職業上の感染リスクが高い医療従事者4万9,220人に9万4,382回分を接種

 Mayo Clinicは、2020年12月に勤務する医療従事者約7万6,000人に対するSARS-CoV-2ワクチン接種プログラムを開始。職種上の感染リスクに基づき、段階的にmRNA SARS-CoV-2ワクチン(ファイザー/ビオンテック製のトジナメランまたはモデルナ製のModernaTX)を任意で接種した。

 Swift氏らは、事前にSARS-CoV-2に感染していないことが確認され、ワクチン接種対象となった医療従事者7万1,152人のうち、研究期間終了までに9万4,382回分のmRNAワクチンを接種した4万9,220人を対象とした。内訳は4万5,162人が2回接種(トジナメラン4万1,741人、ModernaTX3,421人)、4,058人は1回接種であった(それぞれ2,757人、1,301人)。

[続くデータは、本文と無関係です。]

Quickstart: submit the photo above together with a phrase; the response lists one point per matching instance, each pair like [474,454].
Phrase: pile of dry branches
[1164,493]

有効性はトジナメラン96.8%、ModernaTX98.6%

 追跡期間中央値は89日〔平均80日(標準偏差16日)、四分位範囲78~89日〕で、追跡可能だった2回接種群4万4,011人(2回目接種後14日以上経過)、1回接種群3,210人(1回目接種後14日以上経過または2回目接種後14日以内)、未接種群2万3,931人(未接種または1回目接種後14日以内)についてデータを比較検討した。

 2回接種群は未接種群と比べ、年齢中央値(44歳 vs. 40歳)、男性の割合、患者と直接接触する職種の割合が有意に高く(P<0.001)、白人やアジア人の割合も高かった。

 ワクチン接種時の年齢、性、地域、職種および人種を調整した後の有効性は、トジナメランが2回接種で96.8%、1回接種で78.1%、ModernaTXはそれぞれ98.6%、91.2%であった。

未接種群の感染例では症候性の割合が高い

 追跡期間中に新たにSARS-CoV-2陽性が確認された医療従事者は2回接種群30人(0.1%)、1回接種群98人(3.1%)、未接種群997例(4.2%)、そのうち症候性感染はそれぞれ22人(73.3%)、66人(69.5%)、876人(89.2%)であった。検査後のインタビューによると、未接種群ではCOVID-19の症状を経験した割合が接種群に比べ有意に高かった(P<0.001)。

 以上から、米国の医療従事者約5万人の大規模コホートにおいて、2種のmRNA SARS-CoV-2ワクチンは2回接種から14日以降に無症候性を含むSARS-CoV-2感染を96%以上抑制することが明らかになった。同氏らは「この研究結果は、mRNAワクチンがリアルワールドで働く成人に極めて効果的であるというエビデンスを提供するものである」と述べている。